L’insieme di tutti gli elementi raccolti dai vari interventi effettuati dai poliziotti fino all’arresto, l’indole violenta e aggressiva, le ripetute minacce e i tentativi ripetuti di avvicinarsi alla vittima, e soprattutto la fondamentale esigenza di tutelarne la sicurezza, hanno determinato quindi l’emissione del provvedimento che è stato notificato dai poliziotti della Divisione Anticrimine tramite la Polizia Penitenziaria.

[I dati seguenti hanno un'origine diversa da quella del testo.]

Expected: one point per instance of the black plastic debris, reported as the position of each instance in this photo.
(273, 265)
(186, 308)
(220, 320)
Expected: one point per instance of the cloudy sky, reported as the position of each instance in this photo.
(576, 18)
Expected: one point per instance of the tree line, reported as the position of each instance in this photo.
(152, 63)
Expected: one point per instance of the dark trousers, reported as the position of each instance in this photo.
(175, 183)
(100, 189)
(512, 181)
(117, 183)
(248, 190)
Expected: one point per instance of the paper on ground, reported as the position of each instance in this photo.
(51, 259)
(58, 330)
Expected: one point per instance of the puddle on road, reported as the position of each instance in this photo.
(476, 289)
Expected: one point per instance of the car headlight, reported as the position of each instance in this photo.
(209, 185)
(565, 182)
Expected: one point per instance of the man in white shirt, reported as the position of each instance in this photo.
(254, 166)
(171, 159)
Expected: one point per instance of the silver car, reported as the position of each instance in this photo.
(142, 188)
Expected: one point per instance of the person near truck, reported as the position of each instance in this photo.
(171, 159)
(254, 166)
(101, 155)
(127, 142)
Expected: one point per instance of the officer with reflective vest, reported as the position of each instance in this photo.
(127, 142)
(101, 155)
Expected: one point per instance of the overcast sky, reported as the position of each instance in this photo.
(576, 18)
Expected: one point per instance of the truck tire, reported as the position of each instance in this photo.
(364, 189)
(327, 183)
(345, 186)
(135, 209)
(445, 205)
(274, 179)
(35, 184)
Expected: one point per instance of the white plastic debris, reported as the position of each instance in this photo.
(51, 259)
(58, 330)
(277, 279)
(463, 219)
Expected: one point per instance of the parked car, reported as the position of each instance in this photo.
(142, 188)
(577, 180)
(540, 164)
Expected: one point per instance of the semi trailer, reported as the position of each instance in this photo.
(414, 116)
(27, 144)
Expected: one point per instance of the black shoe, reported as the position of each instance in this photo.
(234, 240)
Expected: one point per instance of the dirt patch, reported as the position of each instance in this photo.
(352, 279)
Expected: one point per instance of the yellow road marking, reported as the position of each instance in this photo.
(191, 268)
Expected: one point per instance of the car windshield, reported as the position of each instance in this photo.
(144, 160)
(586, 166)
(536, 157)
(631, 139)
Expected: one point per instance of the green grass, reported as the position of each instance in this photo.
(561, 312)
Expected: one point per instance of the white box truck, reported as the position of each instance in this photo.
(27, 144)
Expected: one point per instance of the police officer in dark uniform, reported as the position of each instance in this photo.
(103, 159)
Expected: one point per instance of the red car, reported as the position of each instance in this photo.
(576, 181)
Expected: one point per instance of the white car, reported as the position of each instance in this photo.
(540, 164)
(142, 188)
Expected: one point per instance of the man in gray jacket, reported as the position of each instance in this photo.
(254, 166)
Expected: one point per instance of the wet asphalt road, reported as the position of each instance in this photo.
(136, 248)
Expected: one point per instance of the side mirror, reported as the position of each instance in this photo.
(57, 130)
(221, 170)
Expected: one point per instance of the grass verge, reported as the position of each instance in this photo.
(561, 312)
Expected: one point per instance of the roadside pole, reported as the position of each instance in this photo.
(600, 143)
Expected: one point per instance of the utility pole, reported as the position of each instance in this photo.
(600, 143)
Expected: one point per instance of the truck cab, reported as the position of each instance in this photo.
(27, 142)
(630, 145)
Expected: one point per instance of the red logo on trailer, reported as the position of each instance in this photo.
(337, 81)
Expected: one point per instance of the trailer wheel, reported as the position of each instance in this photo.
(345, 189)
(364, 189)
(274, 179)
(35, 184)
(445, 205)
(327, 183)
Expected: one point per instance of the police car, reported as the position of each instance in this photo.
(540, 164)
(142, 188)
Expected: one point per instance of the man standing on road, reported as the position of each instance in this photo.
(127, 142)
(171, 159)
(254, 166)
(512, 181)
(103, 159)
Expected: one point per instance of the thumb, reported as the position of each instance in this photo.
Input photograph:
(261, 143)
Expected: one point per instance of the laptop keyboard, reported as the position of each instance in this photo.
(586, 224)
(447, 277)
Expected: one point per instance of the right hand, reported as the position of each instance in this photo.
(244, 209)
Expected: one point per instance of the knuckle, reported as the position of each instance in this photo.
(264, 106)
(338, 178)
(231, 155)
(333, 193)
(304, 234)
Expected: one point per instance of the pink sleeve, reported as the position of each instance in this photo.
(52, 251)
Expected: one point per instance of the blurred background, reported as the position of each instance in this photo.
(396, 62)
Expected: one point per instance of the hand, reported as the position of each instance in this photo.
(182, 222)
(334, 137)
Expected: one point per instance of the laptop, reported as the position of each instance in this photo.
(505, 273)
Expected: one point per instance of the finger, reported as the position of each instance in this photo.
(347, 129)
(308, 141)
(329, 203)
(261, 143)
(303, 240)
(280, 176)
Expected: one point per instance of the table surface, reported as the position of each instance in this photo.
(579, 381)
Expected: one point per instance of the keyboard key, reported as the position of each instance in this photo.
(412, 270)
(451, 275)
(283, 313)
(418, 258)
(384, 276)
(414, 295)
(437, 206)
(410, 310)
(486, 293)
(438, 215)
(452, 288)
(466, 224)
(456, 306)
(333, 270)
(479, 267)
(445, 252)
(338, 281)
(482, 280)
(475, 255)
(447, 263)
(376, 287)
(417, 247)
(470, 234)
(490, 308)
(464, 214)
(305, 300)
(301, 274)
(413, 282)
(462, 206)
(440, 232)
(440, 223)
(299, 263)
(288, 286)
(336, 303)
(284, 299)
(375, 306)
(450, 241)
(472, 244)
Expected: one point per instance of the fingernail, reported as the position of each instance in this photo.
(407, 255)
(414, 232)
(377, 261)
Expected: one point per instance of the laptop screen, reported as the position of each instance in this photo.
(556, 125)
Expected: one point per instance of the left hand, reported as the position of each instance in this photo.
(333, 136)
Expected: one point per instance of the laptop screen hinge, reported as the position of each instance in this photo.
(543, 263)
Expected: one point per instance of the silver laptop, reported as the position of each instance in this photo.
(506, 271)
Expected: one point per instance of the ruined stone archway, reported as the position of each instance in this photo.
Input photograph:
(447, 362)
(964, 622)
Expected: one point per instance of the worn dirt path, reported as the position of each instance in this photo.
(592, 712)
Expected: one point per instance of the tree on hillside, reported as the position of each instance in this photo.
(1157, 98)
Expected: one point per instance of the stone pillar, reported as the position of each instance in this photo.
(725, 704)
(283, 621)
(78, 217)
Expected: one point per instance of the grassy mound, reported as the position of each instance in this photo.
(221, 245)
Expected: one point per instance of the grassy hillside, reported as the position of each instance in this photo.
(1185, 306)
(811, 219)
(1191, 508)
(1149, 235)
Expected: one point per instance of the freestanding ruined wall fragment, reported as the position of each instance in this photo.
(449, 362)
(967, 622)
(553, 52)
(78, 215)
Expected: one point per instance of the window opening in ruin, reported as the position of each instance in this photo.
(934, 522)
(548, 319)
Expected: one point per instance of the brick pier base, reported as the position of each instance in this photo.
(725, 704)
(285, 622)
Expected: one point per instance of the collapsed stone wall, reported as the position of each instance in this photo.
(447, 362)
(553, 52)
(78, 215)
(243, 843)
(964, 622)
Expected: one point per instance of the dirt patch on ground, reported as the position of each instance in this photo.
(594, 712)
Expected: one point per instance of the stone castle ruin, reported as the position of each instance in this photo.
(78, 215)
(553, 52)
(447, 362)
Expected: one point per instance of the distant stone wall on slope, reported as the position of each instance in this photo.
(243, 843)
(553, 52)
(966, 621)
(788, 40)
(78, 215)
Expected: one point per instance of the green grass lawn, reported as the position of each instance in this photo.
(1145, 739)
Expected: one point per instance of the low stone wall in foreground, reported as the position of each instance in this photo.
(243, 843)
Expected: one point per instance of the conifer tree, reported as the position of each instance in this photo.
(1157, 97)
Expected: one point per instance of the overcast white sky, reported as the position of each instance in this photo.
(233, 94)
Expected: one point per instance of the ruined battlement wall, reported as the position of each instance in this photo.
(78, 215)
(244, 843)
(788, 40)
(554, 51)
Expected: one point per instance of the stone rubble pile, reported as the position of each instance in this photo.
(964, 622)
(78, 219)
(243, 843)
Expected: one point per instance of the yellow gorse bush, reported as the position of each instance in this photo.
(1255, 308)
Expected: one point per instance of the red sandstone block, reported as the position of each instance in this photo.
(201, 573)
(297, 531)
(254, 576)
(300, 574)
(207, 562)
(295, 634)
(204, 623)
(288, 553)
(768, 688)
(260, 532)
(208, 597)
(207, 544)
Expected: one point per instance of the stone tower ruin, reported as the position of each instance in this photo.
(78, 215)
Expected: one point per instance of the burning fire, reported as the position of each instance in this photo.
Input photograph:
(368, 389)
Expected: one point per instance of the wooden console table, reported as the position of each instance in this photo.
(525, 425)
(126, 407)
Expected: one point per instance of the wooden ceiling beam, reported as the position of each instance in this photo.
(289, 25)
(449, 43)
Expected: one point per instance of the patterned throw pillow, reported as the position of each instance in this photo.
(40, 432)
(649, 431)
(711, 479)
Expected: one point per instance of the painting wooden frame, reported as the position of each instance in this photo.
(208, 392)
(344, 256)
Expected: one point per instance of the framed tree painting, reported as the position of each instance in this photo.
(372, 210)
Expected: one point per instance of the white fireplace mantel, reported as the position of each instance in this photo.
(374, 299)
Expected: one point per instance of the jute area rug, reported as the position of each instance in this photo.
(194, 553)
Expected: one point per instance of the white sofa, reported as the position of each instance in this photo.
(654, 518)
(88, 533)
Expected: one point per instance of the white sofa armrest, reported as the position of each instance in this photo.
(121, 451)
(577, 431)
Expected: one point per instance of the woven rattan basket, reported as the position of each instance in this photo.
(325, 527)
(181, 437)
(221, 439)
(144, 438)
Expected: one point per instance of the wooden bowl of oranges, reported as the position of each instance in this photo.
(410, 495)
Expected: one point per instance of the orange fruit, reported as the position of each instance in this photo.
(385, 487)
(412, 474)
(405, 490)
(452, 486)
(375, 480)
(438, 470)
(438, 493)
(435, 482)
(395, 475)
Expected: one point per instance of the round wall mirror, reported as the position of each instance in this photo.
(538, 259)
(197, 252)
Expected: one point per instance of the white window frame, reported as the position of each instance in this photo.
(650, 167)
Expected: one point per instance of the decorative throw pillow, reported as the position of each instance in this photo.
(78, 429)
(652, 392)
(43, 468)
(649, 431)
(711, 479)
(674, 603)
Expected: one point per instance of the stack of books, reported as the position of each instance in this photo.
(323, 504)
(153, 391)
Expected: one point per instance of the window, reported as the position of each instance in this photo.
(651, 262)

La decorrenza della misura infatti scatterà una volta scarcerato: per due anni dovrà attenersi a rigorose prescrizioni, la principale quella di non avvicinarsi alla vittima, oltre all’obbligo di rimanere in casa durante la notte o non frequentare luoghi di aggregazione di soggetti pregiudicati. L’eventuale violazione di una qualunque delle prescrizioni imposte dalla sorveglianza speciale, anche al di fuori della flagranza, ne determinerà l’immediato arresto.
Il nuovo disegno di legge sulla violenza di genere – di prossima approvazione – oltre ad ampliare lo spettro dei reati per i quali è prevista l’applicazione dell’Ammonimento consentirà al Questore di proporre la misura della sorveglianza speciale anche per quei soggetti già ammoniti per violenza domestica che violano le prescrizioni previste e che sono risultati restii ad intraprendere, o hanno interrotto, il percorso trattamentale previsto dal Protocollo Zeus finalizzato a prendere coscienza del disvalore delle azioni commesse.